My favourite example of an escape from mass psychosis is the collapse of the Soviet Union, not because of what I know (I know more Soviet history than even the average communist professor, incidentally), but because of what I don’t know. I could explain, in great detail, precisely the mentality that existed in Russia in 1917, and what sort of sentiments had been simmering since 1905 at least. I could also explain precisely why Stalin rose to power and was able to dispose of Trotsky, Lenin’s heir apparent, with relative ease. I could explain why Khrushchëv was such a failure, and even why the Soviet Union persisted in spite of his blunders. However, there is one major gap in my knowledge of Soviet history: what the general sentiment was in the country round the time I was born. For those of you who don’t know, whenever I meet a new friend from the former USSR, and they ask my age, I respond “I was born when the Soviet Union collapsed.” To be precise, I was born three weeks after the collapse, though I don’t know how accurate my official birth-date actually is – I tell people I was born in St. Petersburg, but for all I know, I was actually born in Leningrad. Anyway, this gap my knowledge is largely due to two things: with one exception, anyone I know who grew up in the Soviet Union defected to America in the 1980s. As for anyone I know who lives in Russia, they are, again with one exception, all younger than me. Knowing what I know about Russian culture, however, I would not be surprised if the mass psychosis had died along with Stalin himself, because unlike every other Russian leader, Stalin had a large personality cult (every politician has one, by the way, but seldom is it large enough to extend to the entire system of government). Most Russians don’t care about politics, so give them democracy, and they probably won’t bother to vote, especially if their own lives are reasonably comfortable. To over-simplify for the western observer, Russian culture is effectively “do whatever you must to survive, and if it’s illegal, just don’t talk about it.” This has seemingly always been the case – under the tsars, under the Soviets (even Stalin), and it’s still true now. What strikes me as odd is that the collapse of the USSR took the rest of the world by complete surprise, apparently. Perhaps if I can’t get an answer to the question I seek about Russia, I may have to get it…

…from China. Don’t check your calendar just yet, but China has been communist (at least in name) for about as long as Russia was. My point is that, despite the incessant and ludicrously over-reaching power plays, both domestically and internationally, China may be on the verge of collapse. After all, an animal is most dangerous when wounded, and while the CCP may be willing to sacrifice every aspect of communism except the nifty-looking symbolism (you have to admit, the hammer-and-sickle looks cool) in order to maintain political stability, how far can they go before they lose control?
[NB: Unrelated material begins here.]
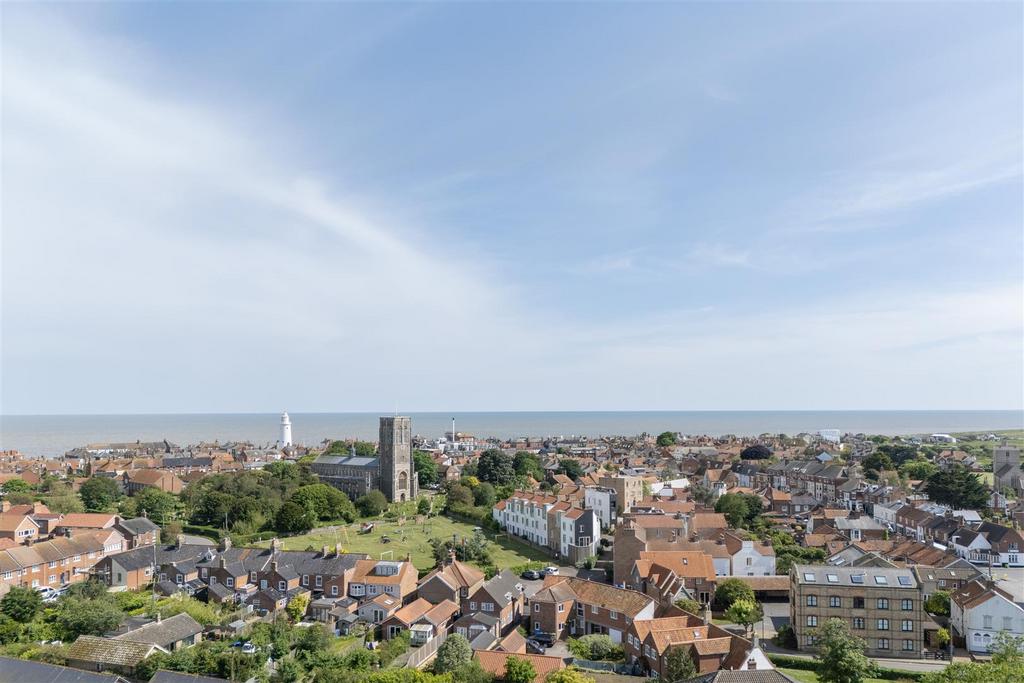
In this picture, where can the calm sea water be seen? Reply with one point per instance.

I don’t know what the situation is like on the inside, but if the Epoch Times and the Podcast of the Lotus Eaters are anything to go by, it would seem that the CCP itself is on the verge of collapse. The party members are certainly frightened, which is why they have been in full damage-control mode for the past year-and-a-half, between both the virus that we’re not allowed to talk about and the election that we’re not allowed to question the results of. Despite all the bravado, I suspect that the Chinese government may collapse any day now, and we’ll all soon learn precisely how that happened.

The point of all this is that mass psychosis is something that people who fall into may not be able to escape – it may be something that takes generations, particularly when the psychosis is systemic. After all, it is easier to get someone to believe a lie than to convince them they’ve been lied to. Delusions are easier to create than to destroy. The process of succumbing to and recovering from delusions is also considerably quicker with individuals than with societies, hence the longer lifespans of mainstream religions than tiny cults.